Die zunehmend erfolglose Instrumentalisierung des 13. Februars in Dresden durch die Nazis ist der Erfolg einer mutigen Bürgerschaft und engagierter Menschen aus allen gesellschaftlichen Bereichen. Umso wichtiger ist es, dass nun auch eine breite Öffentlichkeit ihre Aufmerksamkeit auf den Quitzdorfer See richtet, wo sich Nazis fernab der Großstädte und im idyllischen Schutz von Wasser und Wald versuchen, ein neues Großevent zu etablieren.
Dafür sprechen auch Bemühungen, neben den klassischen NPD-Anhängern die offen nazistischen und gewaltbereiten „Freien Kräfte“ einzubeziehen, die nur lockere Organisationsstrukturen haben und nicht im engeren Einflussbereich der NPD stehen. Denn das Nazi-Fest am Quitzdorfer Stausee ist eine Mischung aus parteipolitischer Podiumsveranstaltung der NPD und Rechtsrock-Festival mit Zeltlager. Dies ist als Versuch zu werten, zwei unterschiedliche Lager zu bedienen: einerseits die so genannte Freie Szene, die in ihren Kleinstzusammenhängen neue Netzwerke vor allem über Musikveranstaltungen herstellten, und andererseits die klein- und spießbürgerliche Kientel der NPD.
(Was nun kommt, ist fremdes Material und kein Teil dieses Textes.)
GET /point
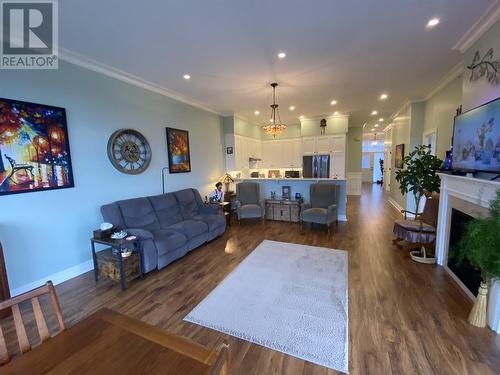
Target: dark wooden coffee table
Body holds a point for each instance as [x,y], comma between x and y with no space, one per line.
[109,262]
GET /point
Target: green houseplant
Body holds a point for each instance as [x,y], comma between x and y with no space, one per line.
[480,245]
[419,174]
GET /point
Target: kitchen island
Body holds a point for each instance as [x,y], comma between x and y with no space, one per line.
[301,185]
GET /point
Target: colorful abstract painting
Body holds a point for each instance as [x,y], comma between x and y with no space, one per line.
[178,150]
[400,154]
[34,148]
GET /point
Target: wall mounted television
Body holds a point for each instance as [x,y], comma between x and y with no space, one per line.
[476,139]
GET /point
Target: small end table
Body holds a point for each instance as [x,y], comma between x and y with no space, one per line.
[110,259]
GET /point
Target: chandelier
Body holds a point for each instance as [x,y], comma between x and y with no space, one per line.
[274,127]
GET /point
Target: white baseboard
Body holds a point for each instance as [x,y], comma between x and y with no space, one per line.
[56,278]
[396,205]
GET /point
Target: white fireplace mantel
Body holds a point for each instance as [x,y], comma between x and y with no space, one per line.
[478,192]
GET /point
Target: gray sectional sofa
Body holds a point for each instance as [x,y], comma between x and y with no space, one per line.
[167,225]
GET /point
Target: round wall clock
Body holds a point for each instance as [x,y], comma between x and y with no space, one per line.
[129,151]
Nicht zuletzt soll die Veranstaltung natürlich über die erheblichen Eintrittsgelder und eine Reihe von Nazi-Merchandising-Ständen frisches Geld in die immer mehr unter Druck geratenden NPD-Kassen spülen.
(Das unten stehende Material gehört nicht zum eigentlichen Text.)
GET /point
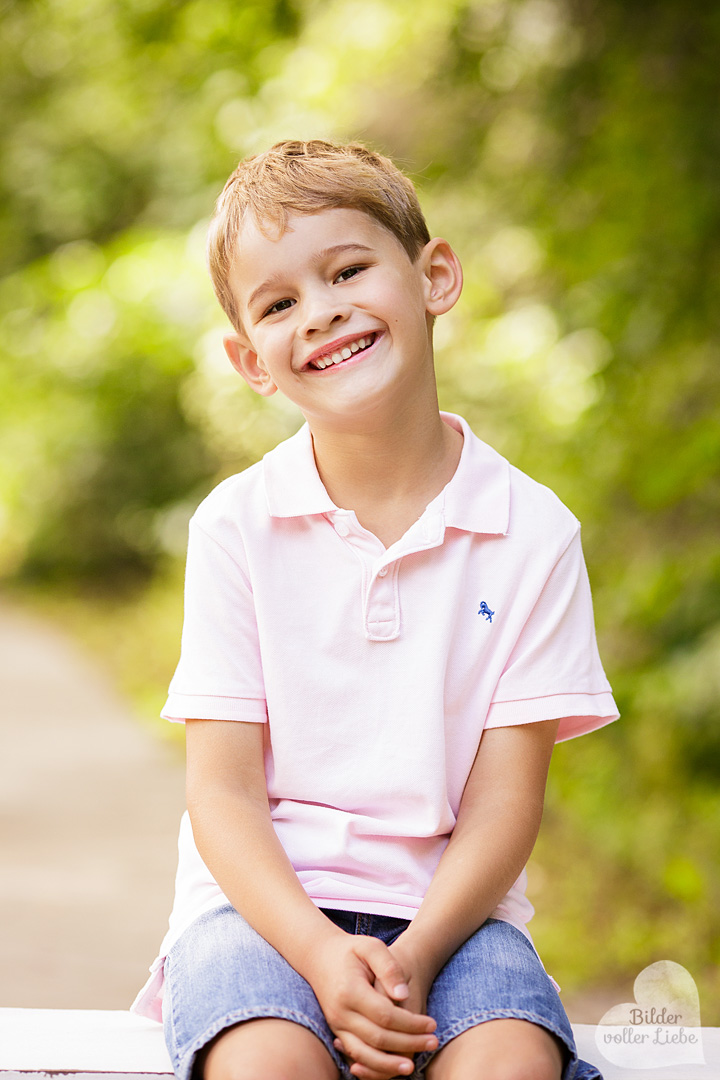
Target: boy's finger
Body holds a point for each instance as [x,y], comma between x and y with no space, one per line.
[386,1040]
[367,1058]
[382,1013]
[385,968]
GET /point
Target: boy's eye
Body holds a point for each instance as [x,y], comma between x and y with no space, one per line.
[277,306]
[350,272]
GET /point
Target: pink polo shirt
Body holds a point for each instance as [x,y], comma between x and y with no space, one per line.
[377,670]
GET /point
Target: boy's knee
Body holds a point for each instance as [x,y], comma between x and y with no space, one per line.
[266,1050]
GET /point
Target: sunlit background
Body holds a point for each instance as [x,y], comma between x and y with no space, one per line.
[570,150]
Das „Pressefest“ samt Zeltlager findet auf privaten Grundstücken rund um den Stausee statt. Verwalterin und Besitzerin ist die Familie Redeker, die vom DDR-Naherholungsgelände des „Kombinates Industrielle Mast“ – heute „Niederschlesisches Feriendorf“ – aus in den vergangenen Jahren ihre Immobilieninteressen ausgebaut und durch Grundstückszukäufe und Pachtverträge erweitert hat. Obwohl die Familie ihre Grundstücke in den vergangenen Jahren mehrfach für Neonaziveranstaltungen zur Verfügung stellte, gab es keine öffentlich wahrnehmbare kritische Diskussion. So konnten die Redekers ihren wirtschaftlichen Interessen unbehelligt weiter nachgehen.
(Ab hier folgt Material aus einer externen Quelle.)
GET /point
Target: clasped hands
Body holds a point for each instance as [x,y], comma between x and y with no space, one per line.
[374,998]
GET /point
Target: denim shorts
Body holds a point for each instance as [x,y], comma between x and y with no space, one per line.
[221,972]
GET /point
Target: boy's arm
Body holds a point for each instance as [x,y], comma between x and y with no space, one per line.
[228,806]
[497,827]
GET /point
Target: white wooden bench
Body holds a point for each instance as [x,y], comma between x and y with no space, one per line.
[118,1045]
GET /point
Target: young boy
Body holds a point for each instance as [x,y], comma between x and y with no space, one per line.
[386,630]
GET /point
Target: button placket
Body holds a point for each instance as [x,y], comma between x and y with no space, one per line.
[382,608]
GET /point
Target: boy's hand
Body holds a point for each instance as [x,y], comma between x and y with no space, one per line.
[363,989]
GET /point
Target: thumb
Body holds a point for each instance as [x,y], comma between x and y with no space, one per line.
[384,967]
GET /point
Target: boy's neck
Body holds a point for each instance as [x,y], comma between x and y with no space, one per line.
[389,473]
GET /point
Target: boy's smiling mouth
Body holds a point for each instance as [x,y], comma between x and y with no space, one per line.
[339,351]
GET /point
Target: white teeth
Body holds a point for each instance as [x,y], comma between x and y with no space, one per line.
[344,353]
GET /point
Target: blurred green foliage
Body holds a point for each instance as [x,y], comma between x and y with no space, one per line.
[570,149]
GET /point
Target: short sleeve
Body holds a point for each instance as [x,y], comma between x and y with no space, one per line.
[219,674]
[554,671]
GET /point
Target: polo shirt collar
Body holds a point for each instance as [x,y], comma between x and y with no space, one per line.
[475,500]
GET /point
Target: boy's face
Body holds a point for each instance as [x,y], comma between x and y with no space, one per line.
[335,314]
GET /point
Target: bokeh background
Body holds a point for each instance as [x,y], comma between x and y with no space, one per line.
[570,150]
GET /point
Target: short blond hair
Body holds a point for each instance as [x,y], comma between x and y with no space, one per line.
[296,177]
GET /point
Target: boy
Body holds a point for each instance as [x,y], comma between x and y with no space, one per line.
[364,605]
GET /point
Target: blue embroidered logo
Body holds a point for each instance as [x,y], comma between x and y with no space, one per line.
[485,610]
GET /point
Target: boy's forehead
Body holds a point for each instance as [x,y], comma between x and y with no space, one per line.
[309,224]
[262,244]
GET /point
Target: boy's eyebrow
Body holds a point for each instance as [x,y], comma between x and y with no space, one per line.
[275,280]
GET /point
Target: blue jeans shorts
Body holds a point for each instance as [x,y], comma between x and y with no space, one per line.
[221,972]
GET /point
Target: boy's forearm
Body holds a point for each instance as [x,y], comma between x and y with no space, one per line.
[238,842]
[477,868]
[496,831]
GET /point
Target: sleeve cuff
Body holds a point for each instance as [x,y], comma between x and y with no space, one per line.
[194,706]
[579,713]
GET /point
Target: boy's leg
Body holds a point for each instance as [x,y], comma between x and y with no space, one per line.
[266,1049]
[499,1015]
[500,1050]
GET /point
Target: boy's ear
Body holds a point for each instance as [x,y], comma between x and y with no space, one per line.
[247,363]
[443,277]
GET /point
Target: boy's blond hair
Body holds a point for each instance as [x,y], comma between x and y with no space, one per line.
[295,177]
Ein breites gesellschaftliches Bündnis lädt nun ein, am kommenden Samstag nach Quitzdorf / OT Steinölsa zu kommen und die Nazi-Versammlung lautstark und kritisch zu begleiten. Unter dem Motto „Bunter Schall als Widerhall“ wird allen Interessierten Gegenkultur zum „Pressefest“ geboten: Reden und Musik werden sich den ganzen Tag über abwechseln; neben dem Auftritt verschiedener Bands werden auch die Besucher aktiv: „Mit mitgebrachten Trommeln, Vuvuzelas und anderen Instrumenten, können sich alle an selbst gemachter Musik laut und fröhlich erfreuen“, heißt es in der Pressemitteilung des Bündnisses.
Die Teilnehmer von Workshops und einer Ideenwerkstadt werden gemeinsam Strategien für den zukünftigen Umgang mit solch rechtsradikalen Großveranstaltungen in der Region entwickeln. Kurzfilme zum Thema gehören ebenfalls zum Rahmenprogramm, und für das leibliche Wohl ist gesorgt.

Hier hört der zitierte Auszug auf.